As an executive coach, how do you teach people to become better leaders?
The one consistent thing I find with executive leaders is that they don’t have enough time. They’re living in a reactive environment where they’re constantly reacting to deadlines, emails, the needs of their team, and it takes up all of their time. My role is to help them carve out thinking time and to show them how to use it in a constructive way. I have a lot of tools which help them figure out whether they’re happy with where they’re at in their career, what’s the next step for them, and how they can use their time more smartly. It’s about getting great leaders to reflect more on their performance and how they could improve. I absolutely love doing executive coaching, and I get an awful lot out of it.
What’s the biggest challenge you’ve faced in your career, and how did you overcome it?
I’ve definitely had a few challenges! Grenfell was probably my biggest challenge. The NHS is quite predictable in many ways. The systems and structures are really clear, and people who work for the NHS do it because they really care, not just for the sake of having a job.
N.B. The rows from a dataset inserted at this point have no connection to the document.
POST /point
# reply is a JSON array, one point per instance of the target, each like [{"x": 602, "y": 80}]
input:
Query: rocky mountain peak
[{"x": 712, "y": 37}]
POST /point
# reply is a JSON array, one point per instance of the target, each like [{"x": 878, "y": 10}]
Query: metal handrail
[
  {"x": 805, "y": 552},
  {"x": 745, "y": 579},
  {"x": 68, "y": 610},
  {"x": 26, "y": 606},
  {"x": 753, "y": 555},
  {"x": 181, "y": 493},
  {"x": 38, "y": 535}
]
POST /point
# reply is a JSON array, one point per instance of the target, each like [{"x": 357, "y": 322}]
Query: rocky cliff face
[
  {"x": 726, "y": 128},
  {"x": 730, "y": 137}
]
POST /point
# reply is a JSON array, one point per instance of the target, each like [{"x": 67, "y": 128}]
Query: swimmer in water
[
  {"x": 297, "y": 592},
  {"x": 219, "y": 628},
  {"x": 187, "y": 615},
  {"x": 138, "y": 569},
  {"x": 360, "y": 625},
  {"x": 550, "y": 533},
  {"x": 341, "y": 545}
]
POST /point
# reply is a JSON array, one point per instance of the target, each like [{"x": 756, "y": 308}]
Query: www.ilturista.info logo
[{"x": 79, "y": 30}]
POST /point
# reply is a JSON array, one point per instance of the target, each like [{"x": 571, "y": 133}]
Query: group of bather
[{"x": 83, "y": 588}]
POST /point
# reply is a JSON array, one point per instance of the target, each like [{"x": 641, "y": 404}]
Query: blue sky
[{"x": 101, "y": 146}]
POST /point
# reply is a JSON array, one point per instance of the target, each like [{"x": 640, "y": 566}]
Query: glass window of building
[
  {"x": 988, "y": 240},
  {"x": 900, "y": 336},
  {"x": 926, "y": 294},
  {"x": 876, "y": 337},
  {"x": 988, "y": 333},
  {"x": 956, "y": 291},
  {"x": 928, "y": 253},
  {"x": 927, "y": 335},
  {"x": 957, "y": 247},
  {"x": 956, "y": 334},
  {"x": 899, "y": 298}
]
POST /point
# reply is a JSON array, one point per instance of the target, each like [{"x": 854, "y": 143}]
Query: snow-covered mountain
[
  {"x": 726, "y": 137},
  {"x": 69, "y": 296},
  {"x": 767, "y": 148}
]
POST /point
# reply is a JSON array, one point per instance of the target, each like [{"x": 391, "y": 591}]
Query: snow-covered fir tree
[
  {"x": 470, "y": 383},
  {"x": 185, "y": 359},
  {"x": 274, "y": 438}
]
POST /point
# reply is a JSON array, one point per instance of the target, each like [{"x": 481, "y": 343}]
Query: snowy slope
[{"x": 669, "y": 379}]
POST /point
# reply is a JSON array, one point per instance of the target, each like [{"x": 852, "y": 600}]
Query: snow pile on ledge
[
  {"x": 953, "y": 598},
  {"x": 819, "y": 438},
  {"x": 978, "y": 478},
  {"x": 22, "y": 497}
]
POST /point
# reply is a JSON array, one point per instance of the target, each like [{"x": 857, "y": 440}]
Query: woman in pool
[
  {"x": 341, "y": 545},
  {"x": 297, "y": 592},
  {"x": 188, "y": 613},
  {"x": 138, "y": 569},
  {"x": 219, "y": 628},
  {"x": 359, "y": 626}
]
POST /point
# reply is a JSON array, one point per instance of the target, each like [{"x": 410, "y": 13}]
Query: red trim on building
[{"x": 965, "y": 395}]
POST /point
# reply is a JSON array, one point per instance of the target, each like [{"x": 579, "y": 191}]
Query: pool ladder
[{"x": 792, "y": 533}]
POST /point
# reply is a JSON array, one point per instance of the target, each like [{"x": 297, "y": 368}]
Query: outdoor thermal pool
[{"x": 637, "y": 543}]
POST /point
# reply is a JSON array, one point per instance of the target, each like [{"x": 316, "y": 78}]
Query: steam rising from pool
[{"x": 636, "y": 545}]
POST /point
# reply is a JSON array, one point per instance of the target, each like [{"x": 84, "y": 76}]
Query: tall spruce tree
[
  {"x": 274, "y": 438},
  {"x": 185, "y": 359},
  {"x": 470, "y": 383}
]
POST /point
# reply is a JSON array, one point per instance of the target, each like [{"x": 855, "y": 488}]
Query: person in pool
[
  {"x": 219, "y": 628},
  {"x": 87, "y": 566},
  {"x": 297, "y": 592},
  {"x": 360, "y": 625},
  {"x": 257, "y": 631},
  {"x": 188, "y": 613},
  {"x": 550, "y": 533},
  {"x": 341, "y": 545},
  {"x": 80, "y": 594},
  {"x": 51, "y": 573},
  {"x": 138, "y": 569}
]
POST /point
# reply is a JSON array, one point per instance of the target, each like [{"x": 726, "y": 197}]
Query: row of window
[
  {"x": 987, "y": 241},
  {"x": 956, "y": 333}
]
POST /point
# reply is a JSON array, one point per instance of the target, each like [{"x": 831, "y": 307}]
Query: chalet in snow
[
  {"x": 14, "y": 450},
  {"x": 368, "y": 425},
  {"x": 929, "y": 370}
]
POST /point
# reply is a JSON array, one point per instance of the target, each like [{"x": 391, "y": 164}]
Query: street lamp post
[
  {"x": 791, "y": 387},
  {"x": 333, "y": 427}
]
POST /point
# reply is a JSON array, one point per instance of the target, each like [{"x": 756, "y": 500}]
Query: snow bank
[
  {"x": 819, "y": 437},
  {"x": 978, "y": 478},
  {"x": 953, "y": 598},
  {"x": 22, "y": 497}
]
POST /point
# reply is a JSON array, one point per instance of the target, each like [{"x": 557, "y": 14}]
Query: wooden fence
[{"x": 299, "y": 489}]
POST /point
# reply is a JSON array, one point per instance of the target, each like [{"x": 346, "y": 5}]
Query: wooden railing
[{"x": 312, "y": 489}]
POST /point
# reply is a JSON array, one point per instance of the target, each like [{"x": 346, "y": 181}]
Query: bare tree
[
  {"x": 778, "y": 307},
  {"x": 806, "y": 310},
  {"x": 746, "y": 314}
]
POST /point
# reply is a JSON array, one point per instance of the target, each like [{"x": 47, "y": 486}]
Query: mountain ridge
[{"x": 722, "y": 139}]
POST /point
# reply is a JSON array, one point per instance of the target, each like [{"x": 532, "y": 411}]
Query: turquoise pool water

It’s like working for a giant community where everyone has the same ethos and everyone is valued. In some respects, that makes working for the NHS comfortingly formulaic.
In contrast, Grenfell was so far out of my comfort zone, it was unlike anything any of us had dealt with before. It was the biggest disaster the UK had had since World War Two. At first, I was a bit out of my depth. All of a sudden I was in charge of commissioning and setting up bespoke services for the survivors and the bereaved. Working with such a diverse community was a challenge in itself because everyone had such different needs. I essentially learnt on the job! Of course, I had extensive experience in healthcare, but this was like nothing I’d ever dealt with before.
To give you a tangible example, usually, when the NHS is assessing someone who has been traumatised, part of the assessment involves asking them if they feel suicidal. Well, there were a lot of Moroccan women who lived in Grenfell Tower, and if you ask a Moroccan woman who is Muslim if she’s feeling suicidal, she may never come to see you again, because suicide is against the Qur’an. So, essentially we had to get creative rather than asking that typically scientific, Euro-centric question of these women, and that’s what we did. We set up the Moroccan Women’s Cous Cous Group, and every Wednesday they would all come together and make delicious couscous, and do you know what? They felt comfortable enough in that setting to be able to talk about their trauma.
We had to get creative a lot throughout the course of my time working on the project, but it was important for us to help these people engage with their trauma and their grief. It didn’t matter that we had to do it creatively, what mattered was that we were doing it in the right way for each individual person. It was by far the toughest thing I’ve ever worked on, but I’m incredibly proud of what we delivered, and I believe that we did the best we could for the community.